One of the defendants, Ron Whyte, moved to dismiss on the basis that the court lacked personal jurisdiction over him and on based upon the doctrine of forum non conveniens. Whyte argued that the existence of a second forum selection clause in “Schedule II.D” of the contract created an ambiguity which rendered the forum selection clause in the body of the Agreement unenforceable. The court disagreed, denying the motion to dismiss, and holding that the forum selection clause in Schedule II.D did not apply to the issue, and was, in any event, non-exclusive. Guy Carpenter & Co. v. Julian Samengo-Turner, Ron Whyte, and Marcus Hopkins, Case No. 07 Civ. 3580 (USDC S.D. N.Y. June 29,2007).

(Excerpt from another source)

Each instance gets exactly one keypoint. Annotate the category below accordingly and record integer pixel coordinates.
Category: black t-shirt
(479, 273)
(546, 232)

Court Resolves Service Issue and Stays US Action Pending Prior-Filed Canadian Action
Canada Life Assurance and Converium Ruckversicherung were parties to a reinsurance agreement that experienced losses as a result of the September 11 attack on the World Trade Centers. A dispute led to an arbitration in Canada and a lawsuit in Canada to vacate the award. Due to a concern as to whether the Canadian Court had jurisdiction, Canada Life filed an action in United States District Court in New Jersey, purporting to make service on Converium’s US counsel in the arbitration. The district court found the service insufficient and quashed it, but declined to dismiss, ordering Canada Life to effectuate service in compliance with the Federal Rules of Civil Procedure rather than the Federal Arbitration Act, which the Court held did not apply to service of a motion to vacate upon a non-US corporation. Applying principles of international comity, the Court stayed the action pending the resolution of the prior-filed Canadian lawsuit. Canada Life Assur. Co. v. Converium Ruckversicherung AG, Case No. 06-3800 (USDC D.N.J. June 13, 2007).
Court affirms dismissal of most claims against Republic of Indonesia and state-owned insurer under Foreign Sovereign Immunities Act
Anglo-Iberia Underwriting Management Company and Industrial Re International sued an employee of the Indonesian state-owned social security insurer, Jamsostek, who while on leave in Colorado studying for an M.B.A. perpetrated an international reinsurance fraud scam that cost the Plaintiffs an estimated $55 million. Plaintiffs also sued Jamsostek and the Republic of Indonesia, alleging that they had breached contractual obligations to Plaintiffs and negligently failed to supervise their employee. The district court had dismissed all claims against Indonesia and Jamsostek based upon the sovereign immunity conferred by the Foreign Sovereign Immunities Act. The Second Circuit addressed the issue of whether the immunity exception for commercial activities applied. The Court of Appeal found that the contract claims were properly dismissed, but that the district court had failed adequately to consider the negligent supervision claim, and remanded for further consideration with respect to that claim. In remanding, the appellate panel set out the standards for the application of the commercial activity exception. Anglo-Iberia Underwriting Management Co. v.Lodderhose, Case No. 03-9260 (2d Cir. May 25, 2007).